Menurut catatan Bloomberg Intelligence, BRI menjadi bank yang paling berpotensi meraih keuntungan dibandingkan anggota Himbara lainnya, didukung oleh kondisi likuiditas industri perbankan yang dinilai cukup solid.
Konsensus Bloomberg juga menunjukkan tingginya kepercayaan investor terhadap saham BBRI. Dari 39 analis, sebanyak 31 merekomendasikan beli, tujuh menyarankan tahan, dengan target harga Rp4.602 per lembar dalam 12 bulan ke depan.
Hingga penutupan Kuartal II 2025, BRI mencatat total penyaluran kredit sebesar Rp1.363,3 triliun. Dari jumlah tersebut, 84,4 persen atau sekitar Rp1.150 triliun dialokasikan khusus untuk sektor UMKM. Angka ini menguatkan posisi BRI sebagai pemimpin pasar pembiayaan UMKM di Tanah Air.
Direktur Utama BRI Hery Gunardi menilai penempatan dana Rp55 triliun dari pemerintah menjadi bentuk kepercayaan negara kepada BRI.
“Penempatan dana ini tidak hanya memperkokoh likuiditas kami, tetapi juga membuka ruang lebih luas untuk mempercepat ekspansi kredit, terutama pada sektor UMKM dan program prioritas pemerintah,” jelas Hery dalam keterangan resmi, Kamis (18/9/2025).
Ia menambahkan, pihaknya optimistis dana tersebut mampu menciptakan efek berganda (multiplier effect) yang signifikan, mulai dari peningkatan lapangan kerja, penguatan daya beli masyarakat, hingga mendorong pertumbuhan ekonomi nasional yang inklusif dan berkelanjutan.

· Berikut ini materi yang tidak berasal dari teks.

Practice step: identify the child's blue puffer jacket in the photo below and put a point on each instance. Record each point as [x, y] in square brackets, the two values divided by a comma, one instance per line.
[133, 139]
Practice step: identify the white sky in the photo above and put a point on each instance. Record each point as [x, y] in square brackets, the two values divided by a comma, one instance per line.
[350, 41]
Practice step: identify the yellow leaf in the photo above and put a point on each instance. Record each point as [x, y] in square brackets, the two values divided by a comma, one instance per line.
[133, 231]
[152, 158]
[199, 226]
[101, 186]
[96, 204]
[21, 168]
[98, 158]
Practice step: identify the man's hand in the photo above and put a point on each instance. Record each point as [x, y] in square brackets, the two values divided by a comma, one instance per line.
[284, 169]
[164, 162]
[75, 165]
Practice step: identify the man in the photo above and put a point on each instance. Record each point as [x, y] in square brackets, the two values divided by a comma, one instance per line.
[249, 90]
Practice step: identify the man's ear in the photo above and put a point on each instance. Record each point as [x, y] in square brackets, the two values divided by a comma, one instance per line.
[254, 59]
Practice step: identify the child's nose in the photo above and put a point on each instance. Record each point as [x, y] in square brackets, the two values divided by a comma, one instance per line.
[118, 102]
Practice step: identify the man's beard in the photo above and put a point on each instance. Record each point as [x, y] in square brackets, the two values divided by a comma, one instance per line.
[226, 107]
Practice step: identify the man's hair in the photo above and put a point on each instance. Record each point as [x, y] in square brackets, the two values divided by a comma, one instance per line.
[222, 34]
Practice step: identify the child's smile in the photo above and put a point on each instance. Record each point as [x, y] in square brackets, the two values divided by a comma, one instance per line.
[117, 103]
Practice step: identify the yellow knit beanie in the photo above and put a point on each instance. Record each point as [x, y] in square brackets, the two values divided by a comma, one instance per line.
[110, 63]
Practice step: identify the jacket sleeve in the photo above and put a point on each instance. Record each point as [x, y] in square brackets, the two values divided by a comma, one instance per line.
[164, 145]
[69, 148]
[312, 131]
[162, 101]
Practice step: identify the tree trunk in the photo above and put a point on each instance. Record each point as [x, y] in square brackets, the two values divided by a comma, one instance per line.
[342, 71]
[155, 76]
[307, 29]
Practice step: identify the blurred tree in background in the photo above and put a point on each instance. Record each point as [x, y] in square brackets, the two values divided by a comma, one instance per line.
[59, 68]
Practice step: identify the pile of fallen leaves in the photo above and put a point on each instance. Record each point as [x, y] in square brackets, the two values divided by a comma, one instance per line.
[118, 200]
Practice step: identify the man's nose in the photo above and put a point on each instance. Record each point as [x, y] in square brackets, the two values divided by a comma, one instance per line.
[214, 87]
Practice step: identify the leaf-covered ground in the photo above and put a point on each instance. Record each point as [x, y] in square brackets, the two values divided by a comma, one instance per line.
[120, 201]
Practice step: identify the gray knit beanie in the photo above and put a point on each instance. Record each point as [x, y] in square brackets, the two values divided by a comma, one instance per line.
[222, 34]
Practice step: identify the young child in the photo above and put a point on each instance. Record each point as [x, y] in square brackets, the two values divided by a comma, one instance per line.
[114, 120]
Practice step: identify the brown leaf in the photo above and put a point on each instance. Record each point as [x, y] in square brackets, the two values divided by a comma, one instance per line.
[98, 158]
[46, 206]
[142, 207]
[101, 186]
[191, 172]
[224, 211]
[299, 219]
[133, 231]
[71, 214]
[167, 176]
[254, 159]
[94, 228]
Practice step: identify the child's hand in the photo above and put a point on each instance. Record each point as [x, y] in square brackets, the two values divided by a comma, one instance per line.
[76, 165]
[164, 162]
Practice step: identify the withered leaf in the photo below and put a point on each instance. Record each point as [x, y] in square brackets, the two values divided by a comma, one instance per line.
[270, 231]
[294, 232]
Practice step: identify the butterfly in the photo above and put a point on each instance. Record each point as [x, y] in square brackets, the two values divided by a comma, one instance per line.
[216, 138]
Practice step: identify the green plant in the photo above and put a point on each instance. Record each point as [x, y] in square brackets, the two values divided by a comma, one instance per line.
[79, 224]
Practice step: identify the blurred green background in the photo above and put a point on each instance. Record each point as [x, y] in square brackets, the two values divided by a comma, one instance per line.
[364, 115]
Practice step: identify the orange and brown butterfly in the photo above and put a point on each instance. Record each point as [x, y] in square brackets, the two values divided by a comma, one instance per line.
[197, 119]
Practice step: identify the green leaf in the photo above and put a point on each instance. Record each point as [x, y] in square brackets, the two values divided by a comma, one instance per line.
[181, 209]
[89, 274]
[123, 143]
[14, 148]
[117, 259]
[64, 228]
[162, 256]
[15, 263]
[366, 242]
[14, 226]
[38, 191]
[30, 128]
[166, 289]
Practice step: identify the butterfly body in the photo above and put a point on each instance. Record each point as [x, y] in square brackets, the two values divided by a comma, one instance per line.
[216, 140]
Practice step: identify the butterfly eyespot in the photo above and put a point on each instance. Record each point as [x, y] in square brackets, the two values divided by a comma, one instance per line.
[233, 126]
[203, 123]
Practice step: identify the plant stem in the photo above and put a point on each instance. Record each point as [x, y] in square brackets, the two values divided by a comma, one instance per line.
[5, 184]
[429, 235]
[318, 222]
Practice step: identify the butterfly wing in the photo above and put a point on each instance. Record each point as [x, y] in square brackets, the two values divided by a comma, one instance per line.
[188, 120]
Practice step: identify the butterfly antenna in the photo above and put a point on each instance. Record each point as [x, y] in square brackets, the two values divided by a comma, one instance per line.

Lebih lanjut, Hery menegaskan BRI tetap berpegang pada prinsip kehati-hatian dan tata kelola yang baik. “Kami memastikan setiap rupiah dana ini disalurkan tepat sasaran, sehingga memberi manfaat nyata bagi nasabah, pelaku UMKM, serta perekonomian Indonesia secara keseluruhan,” tegasnya.
Sebelumnya, Menteri Keuangan RI Purbaya Yudhi Sadewa menjelaskan bahwa penempatan dana Rp200 triliun di bank-bank Himbara bertujuan untuk mempercepat pertumbuhan kredit dan ekonomi. “Ibaratnya, saya tanam bibit uang di bank supaya ekonomi bergerak, sehingga pendapatan pajak juga meningkat. Bukan dengan intensifikasi, tetapi ekstensifikasi, melalui percepatan pertumbuhan ekonomi,” ujarnya.
Dengan dukungan kebijakan pemerintah, optimisme investor global, serta kinerja keuangan yang solid, BRI berkomitmen untuk terus memperkuat perannya sebagai bank dengan fokus utama pada pemberdayaan UMKM di Indonesia.